BIOS 906: Statistical Inference
Fall 2017 — present
This is a Ph.D.-level inference course, required for all Ph.D. students. It discusses both point estimation and hypothesis testing. For the point estimation part, this course is focused on loss function, risk function, optimal estimators under various criteria (UMRU, Pitman estimator, Bayes rule, minimax, etc.), admissibility, large sample asymptotic and their related theorems and algorithms (such as EM algorithm). For the hypothesis testing part, the emphasis is put on power and optimality in hypothesis testing (UMP and UMPU test, etc.), and the relationship between confidence regions and hypothesis testing.
BIOS 707: Statistical Methods for Learning and Discovery
Fall 2014 — Fall 2016
This course is a required course for the data mining track MB students. It introduces commonly-used methods in supervised and unsupervised learning, real data application, coding in R, and scientific plotting.

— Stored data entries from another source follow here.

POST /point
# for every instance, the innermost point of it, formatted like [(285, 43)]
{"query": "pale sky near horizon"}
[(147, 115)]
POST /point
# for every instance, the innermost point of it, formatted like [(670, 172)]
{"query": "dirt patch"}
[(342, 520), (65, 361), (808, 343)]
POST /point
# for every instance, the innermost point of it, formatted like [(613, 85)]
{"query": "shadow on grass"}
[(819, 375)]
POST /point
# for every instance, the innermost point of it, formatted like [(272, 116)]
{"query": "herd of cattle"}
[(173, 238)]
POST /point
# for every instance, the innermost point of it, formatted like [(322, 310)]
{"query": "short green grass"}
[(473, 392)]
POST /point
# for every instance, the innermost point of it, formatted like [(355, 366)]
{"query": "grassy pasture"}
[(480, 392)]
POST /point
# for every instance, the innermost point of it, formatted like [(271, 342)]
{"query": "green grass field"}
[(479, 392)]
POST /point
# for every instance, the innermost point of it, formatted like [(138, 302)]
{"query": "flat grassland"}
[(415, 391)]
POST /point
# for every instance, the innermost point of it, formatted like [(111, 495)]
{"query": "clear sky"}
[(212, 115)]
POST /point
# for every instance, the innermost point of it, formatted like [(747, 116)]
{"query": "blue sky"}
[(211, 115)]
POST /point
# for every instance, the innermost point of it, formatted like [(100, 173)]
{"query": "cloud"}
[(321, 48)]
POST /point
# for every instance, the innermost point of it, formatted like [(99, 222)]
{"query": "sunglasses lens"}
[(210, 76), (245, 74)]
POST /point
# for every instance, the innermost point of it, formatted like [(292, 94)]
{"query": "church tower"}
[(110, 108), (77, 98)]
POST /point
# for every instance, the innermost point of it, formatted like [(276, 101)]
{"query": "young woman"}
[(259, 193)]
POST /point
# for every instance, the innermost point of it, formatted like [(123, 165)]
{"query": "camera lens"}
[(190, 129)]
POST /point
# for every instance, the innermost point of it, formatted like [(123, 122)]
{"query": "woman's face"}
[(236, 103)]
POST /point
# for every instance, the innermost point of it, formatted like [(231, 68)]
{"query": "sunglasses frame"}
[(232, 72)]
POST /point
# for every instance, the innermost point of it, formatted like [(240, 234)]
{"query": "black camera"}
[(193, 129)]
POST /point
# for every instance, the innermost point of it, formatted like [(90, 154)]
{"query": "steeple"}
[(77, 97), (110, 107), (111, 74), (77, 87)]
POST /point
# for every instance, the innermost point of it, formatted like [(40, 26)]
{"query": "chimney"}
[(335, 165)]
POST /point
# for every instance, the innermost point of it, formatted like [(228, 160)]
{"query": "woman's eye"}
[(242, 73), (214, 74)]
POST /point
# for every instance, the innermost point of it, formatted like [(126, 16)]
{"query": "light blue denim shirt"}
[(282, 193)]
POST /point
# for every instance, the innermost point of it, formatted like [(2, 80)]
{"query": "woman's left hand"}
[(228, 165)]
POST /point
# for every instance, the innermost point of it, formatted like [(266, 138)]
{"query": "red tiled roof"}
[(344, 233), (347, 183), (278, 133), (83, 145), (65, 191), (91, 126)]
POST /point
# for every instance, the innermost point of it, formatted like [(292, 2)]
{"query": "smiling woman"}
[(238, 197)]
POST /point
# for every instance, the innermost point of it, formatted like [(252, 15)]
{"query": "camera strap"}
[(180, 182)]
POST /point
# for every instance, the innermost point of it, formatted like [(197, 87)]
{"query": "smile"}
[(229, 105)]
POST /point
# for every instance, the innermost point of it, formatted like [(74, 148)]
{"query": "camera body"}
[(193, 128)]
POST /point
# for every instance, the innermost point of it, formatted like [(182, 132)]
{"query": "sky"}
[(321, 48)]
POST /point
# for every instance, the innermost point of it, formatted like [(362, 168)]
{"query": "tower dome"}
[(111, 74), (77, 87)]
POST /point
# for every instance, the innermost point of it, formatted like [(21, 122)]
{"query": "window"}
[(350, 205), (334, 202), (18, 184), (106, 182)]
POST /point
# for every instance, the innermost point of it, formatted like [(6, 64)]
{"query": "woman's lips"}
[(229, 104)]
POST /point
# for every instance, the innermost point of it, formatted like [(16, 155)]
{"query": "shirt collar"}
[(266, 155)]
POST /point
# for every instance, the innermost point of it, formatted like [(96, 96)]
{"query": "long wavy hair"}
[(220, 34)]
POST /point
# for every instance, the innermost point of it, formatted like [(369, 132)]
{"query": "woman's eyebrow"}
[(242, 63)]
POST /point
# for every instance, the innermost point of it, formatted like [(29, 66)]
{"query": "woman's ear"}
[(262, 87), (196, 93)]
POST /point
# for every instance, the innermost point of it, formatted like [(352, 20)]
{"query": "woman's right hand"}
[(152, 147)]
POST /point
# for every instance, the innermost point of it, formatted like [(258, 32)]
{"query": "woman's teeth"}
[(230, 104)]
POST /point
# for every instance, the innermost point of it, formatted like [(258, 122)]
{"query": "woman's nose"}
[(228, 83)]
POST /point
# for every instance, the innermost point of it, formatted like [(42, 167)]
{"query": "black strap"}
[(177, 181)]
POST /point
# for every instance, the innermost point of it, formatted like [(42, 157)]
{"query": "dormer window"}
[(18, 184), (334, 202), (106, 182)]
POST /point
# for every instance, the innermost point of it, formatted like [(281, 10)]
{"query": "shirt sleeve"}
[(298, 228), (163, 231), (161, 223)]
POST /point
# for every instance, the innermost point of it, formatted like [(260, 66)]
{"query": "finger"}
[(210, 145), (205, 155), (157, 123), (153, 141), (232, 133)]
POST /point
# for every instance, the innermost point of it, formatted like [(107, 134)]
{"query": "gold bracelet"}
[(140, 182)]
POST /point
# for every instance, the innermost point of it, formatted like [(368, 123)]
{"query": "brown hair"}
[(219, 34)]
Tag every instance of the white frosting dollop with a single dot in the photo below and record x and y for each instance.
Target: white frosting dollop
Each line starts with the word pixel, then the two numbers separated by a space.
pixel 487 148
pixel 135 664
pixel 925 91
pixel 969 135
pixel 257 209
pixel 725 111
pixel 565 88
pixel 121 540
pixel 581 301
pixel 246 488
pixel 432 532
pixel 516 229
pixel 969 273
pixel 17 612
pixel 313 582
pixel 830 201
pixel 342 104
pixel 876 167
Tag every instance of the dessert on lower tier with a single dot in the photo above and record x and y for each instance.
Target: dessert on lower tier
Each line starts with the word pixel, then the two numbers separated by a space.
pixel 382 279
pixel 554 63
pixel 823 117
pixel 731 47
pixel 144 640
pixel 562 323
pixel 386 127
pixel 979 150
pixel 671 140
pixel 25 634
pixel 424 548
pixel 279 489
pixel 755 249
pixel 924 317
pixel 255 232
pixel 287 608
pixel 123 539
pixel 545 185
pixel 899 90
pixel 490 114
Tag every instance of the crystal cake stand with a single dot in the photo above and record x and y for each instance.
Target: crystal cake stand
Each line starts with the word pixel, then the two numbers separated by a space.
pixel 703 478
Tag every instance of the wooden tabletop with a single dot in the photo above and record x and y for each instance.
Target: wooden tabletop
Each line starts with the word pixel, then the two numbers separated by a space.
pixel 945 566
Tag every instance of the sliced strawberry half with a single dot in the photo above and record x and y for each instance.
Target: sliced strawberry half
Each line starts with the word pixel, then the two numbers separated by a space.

BIOS 704: Introduction to Statistical Theory and Methods II
Spring 2015
This course is a required course for all MB students. Topics include commonly used distributions, maximum likelihood estimators, method of moment estimators, moment generating functions, Central Limit Theorem, Law of Large Numbers, convergence types, sufficient statistics, confidence intervals, and basic concepts in hypothesis testing.